By spreading the infrared light from stars into infrared rainbows, APOGEE’s spectroscopic observations allow SDSS-III astronomers to sense stellar motions through the Doppler effect, which shifts a star’s spectral features by an amount corresponding to how quickly the star is moving toward or away from us. Because of the high degree with which APOGEE can spread starlight, the instrument can detect relatively small differences in motion. WIth such sensitivity, APOGEE astronomers can identify groups of stars having highly correlated motions, a phenomenon that is often an indication of a common origin. Such data make it possible to discriminate stars born and traveling together in clusters, or that were pulled out of the same star system cannibalized by the Milky Way.

The APOGEE instrument was assembled at the University of Virginia and delivered to the Sloan Telescope in New Mexico last April. Within weeks it had recorded its “first-light” observations of a field of star clusters in the direction of the constellation Cygnus (the Swan, or Northern Cross). Star clusters are particularly valuable targets for Galactic astronomers because the distances and ages of these star systems can be estimated with much greater reliability than those of individual stars. Unfortunately, the vast majority of star clusters are commingled with the dust and myriad other, loosely distributed stars in our galaxy’s disk. This mingling makes the clusters not just difficult to study but also a challenge to identify reliably. With its first observations, APOGEE proved that it could not only efficiently identify those stars that are members of clusters but, in addition, that it can provide rich amounts of other information about the motions, chemical compositions, and ages of these star systems.

“These first dozen or so clusters in the ‘first-light’ field are just the tip of the iceberg for APOGEE. The full APOGEE survey will contain data on many hundreds of clusters, vital tools for exploring the chemical and dynamical history of our Galaxy,” said Peter Frinchaboy at Texas Christian University, who is demonstrating findings from the APOGEE “first-light” spectra at the AAS meeting.

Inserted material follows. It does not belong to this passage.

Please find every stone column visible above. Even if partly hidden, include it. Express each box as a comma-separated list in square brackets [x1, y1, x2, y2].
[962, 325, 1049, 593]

Because each chemical element or molecule absorbs a characteristic set of wavelengths of light, the lines observed in a stellar spectrum reveal the chemical composition of a star. Some of the most anticipated results from APOGEE will come from exploring how the chemical compositions of stars change with their ages and locations in the Galaxy. These variations in composition come about because stars use nuclear fusion in their cores to join lighter atoms into heavier atoms. In the process of living and dying, some stars deposit those heavier atoms back into the interstellar gas clouds used to create subsequent generations of stars in the Galaxy. APOGEE’s huge chemical database on so many stars will yield vital clues to how our galaxy formed in an early universe of primarily hydrogen and helium, and subsequently evolved through many generations of stars to its present level of heavy-element enrichment — a level sufficient to allow solar systems like our own to form with all of the necessary ingredients to produce Earth-like planets and, ultimately, life.